On Monday, April 13, 2021, Vice President Kamala Harris formally declared Black Maternal Health Week and is an indicator of the Biden-Kalama administration's commitment to reducing the staggering racial gaps in pregnancy-related deaths for Black Women. In a round table discussion with experts, Kamala Harris called on all Americans to recognize that Black maternal mortality was a crisis. Harris, recounted her experience as a black woman in the workplace and how she has seen women ignored or dismissed when they complain about pain or postpartum depression. She also explained that systemic inequities and implicit bias are to blame for these consequences being "very real." She stated that African American women are three to four times more likely to experience a pregnancy-related death than white women. This is sadly a common expectation that the result of systematic racism still exists today.
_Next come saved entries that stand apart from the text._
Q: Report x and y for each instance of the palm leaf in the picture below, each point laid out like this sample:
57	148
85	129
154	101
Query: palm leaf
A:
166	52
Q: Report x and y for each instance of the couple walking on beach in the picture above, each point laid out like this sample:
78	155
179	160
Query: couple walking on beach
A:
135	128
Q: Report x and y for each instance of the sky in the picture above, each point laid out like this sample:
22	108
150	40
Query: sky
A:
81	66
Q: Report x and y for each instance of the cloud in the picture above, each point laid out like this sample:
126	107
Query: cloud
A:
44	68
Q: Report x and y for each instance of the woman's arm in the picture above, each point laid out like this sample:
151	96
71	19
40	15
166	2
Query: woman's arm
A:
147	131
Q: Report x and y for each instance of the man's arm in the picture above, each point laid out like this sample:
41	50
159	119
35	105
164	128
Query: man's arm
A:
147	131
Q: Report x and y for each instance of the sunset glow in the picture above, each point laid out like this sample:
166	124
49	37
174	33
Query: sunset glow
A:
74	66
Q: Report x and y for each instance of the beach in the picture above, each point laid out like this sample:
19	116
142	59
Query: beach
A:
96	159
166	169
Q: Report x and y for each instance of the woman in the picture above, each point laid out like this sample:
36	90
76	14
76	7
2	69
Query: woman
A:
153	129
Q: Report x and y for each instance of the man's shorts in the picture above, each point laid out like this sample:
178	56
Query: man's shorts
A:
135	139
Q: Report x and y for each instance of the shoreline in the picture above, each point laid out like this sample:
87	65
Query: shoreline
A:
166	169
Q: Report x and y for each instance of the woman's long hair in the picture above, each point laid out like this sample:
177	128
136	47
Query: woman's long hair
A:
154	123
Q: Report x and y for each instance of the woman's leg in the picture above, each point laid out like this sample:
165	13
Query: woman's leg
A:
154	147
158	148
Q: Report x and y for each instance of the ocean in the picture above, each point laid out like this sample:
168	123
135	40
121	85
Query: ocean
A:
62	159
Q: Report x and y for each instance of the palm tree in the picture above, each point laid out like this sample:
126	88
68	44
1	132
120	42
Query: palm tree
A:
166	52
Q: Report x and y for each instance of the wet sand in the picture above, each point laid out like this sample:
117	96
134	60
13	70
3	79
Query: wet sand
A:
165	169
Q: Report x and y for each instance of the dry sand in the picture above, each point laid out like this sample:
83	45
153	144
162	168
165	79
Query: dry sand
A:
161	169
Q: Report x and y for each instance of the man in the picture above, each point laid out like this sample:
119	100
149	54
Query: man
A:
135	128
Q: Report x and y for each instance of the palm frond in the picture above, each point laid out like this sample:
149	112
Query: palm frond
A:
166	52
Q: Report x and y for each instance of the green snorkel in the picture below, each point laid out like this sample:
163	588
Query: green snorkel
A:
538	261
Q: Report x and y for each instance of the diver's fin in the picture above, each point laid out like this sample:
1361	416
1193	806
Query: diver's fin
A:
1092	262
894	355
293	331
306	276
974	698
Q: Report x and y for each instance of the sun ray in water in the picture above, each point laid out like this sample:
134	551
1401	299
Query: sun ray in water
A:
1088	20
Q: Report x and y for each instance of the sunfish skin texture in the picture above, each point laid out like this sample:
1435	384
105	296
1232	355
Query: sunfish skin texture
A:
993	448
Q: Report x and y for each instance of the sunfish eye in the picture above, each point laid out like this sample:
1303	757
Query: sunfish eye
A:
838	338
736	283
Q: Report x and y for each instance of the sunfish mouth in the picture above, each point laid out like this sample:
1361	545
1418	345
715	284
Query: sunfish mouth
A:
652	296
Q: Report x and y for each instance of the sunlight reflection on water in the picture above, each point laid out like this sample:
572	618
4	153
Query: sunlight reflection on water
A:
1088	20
She said, "It's time for our nation to take an honest look at what we can do so all children and parents have access to nutritious food, safe environments free of toxins--no matter their race or class status."
Other surprising statistics show that in women over 30, the pregnancy-related mortality ratio (PRMR) for Black was four to five times higher than it was for white women. She also gave the statistics on the U.S. maternal mortality rates as one of the highest in developed countries, especially in the minority community. The Biden-Harris administration outlined their commitment towards taking the following actions:
1. The administration committed $30 million to reduce the disparity of black pregnancy and childbirth-related deaths. It would commit do this by providing non-biased training for health care providers
2. More funding for the Department of Health and Human Services civil rights office
3. A provision that allows states to expand postpartum Medicaid-eligible women from 60 days to up to 12 months. On Monday, Illinois became the first state to do just that. As a result, they are expected to see an improvement in the health outcomes for Black mothers.
4. Additional spending is to be put into reproductive and preventive health services.
5. The administration is also taking steps to improve access to and the continuity of maternal care in rural communities.
The private sector is also playing a part in reducing racial disparities in maternal health. For example, the Blue Cross Blue Shield Association (BCBSA) recently announced its new national health equity strategy. It also announced its goal to reduce the racial disparities in maternal health care by 50%. They plan to address the challenges through data collection, creating programs, partnering with communities, and influencing policy decisions.
Public and private partners are helping to address unacceptable racial disparities in our healthcare system. We are finally seeing US institutions admit to this problem and commit to building a health care system that delivers equity and dignity for Black women which is a huge step forward as a nation.